Colin Walsh, 17, testified Tuesday against two teenage friends charged in connection with the fatal beating of 25-year-old Luis Ramirez. Prosecutors say a group of white football players, including Walsh and the teens on trial, shouted slurs at Ramirez as they punched and kicked him in the small eastern Pennsylvania coal town of Shenandoah last summer.
Defense attorneys say Ramirez, a factory worker and farmhand from Iramuco, Mexico, was the aggressor and deny their clients made any derogatory comments about his ethnicity.
Walsh had been charged in state court with third-degree murder and ethnic intimidation, but Schuylkill County District Attorney James Goodman dropped the charges earlier this month after Walsh pleaded guilty in federal court to violating Ramirez's civil rights.
Deal could allow release in 4 years
On the witness stand, Walsh said his deal calls for nine years in federal prison, but that he could be out in four because of his cooperation in the trial of Brandon Piekarsky, 17, and Derrick Donchak, 19.
Piekarsky's attorney, Frederick Fanelli, seized on the deal as evidence that Walsh was out to save his own skin. "You are off the hook on these charges, scot-free, aren't you?" Fanelli said. "You're hoping to turn a (potential) life sentence into four years, right?"

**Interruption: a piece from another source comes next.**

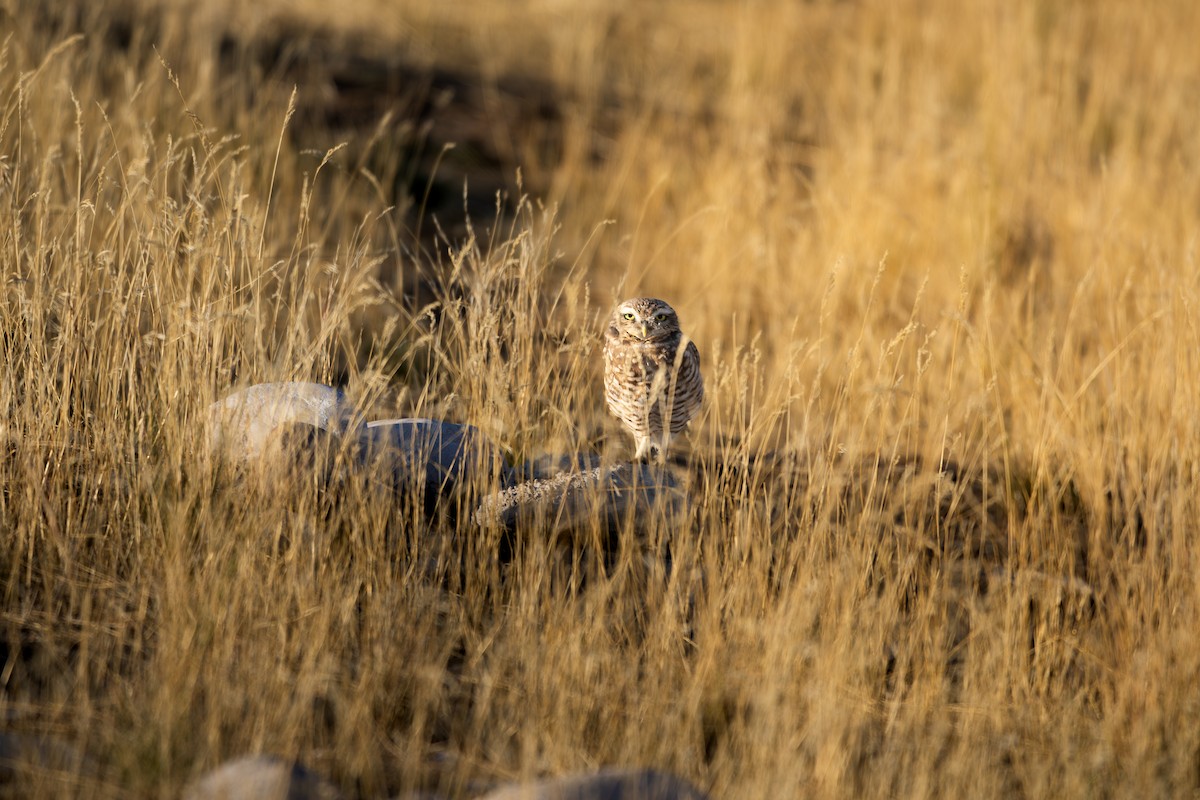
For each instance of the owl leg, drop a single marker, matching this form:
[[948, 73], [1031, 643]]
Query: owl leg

"Hoping, yes," Walsh said.
Piekarsky, Donchak and Walsh were out drinking malt liquor with friends on the night of July 12 when they ran across Ramirez and his 15-year-old girlfriend near a park.
Another teen, Brian Scully, told the girl, "Isn't it a little late for you to be out?" That prompted Ramirez to yell something in Spanish, beginning a war of words that escalated into a full-scale brawl.

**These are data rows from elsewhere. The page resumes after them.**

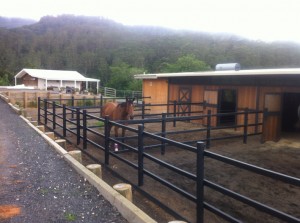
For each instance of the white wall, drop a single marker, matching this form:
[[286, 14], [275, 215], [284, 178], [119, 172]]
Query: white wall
[[42, 84]]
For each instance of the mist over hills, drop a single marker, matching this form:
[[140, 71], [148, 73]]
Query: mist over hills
[[10, 23], [92, 45]]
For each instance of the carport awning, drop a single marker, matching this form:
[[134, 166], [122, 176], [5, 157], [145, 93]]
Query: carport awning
[[58, 75]]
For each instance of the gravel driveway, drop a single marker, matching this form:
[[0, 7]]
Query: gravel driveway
[[37, 185]]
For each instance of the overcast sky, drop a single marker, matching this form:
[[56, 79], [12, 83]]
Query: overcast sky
[[254, 19]]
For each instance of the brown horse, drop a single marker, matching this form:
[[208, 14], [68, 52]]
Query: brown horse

Scully, 18, who is charged in juvenile court with aggravated assault and ethnic intimidation, testified Tuesday that he shouted ethnic slurs at Ramirez and told him to "go back to Mexico." Scully said Piekarsky threw the first punch and that Donchak then entered the fray.
Later, Ramirez attacked Scully, prompting Walsh to run up to Ramirez and punch him in the face. Ramirez fell backward and hit his head on the macadam. Scully and Walsh said Piekarsky then kicked an unconscious Ramirez in the head.

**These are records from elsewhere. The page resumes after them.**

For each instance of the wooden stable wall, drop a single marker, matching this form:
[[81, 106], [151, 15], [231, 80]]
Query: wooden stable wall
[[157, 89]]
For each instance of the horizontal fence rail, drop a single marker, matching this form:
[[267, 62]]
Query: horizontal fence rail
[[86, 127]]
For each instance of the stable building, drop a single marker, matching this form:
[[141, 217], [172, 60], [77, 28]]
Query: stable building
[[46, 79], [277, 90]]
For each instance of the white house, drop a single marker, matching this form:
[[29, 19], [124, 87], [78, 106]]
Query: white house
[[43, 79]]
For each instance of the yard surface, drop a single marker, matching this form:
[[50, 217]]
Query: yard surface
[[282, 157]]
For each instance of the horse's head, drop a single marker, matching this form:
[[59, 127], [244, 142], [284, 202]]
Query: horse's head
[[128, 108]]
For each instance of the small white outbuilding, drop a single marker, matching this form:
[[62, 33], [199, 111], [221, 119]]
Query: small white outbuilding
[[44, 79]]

"I was shocked," Walsh said. "I ran away. It wasn't really right what he did, to kick a man when he was down."
Jury told not to watch TV show
Despite his guilty plea, Walsh said he continues to feel his punch was justified because Ramirez had attacked his friend.
Before testimony began, President Judge William Baldwin told jurors they were forbidden to watch Wednesday night's episode of "Law & Order" because of similarities between the Ramirez case and the NBC show's plot, which focuses on a trio of high school basketball players charged with killing an illegal immigrant.
"I don't think it's an accident they're running it this week," he said.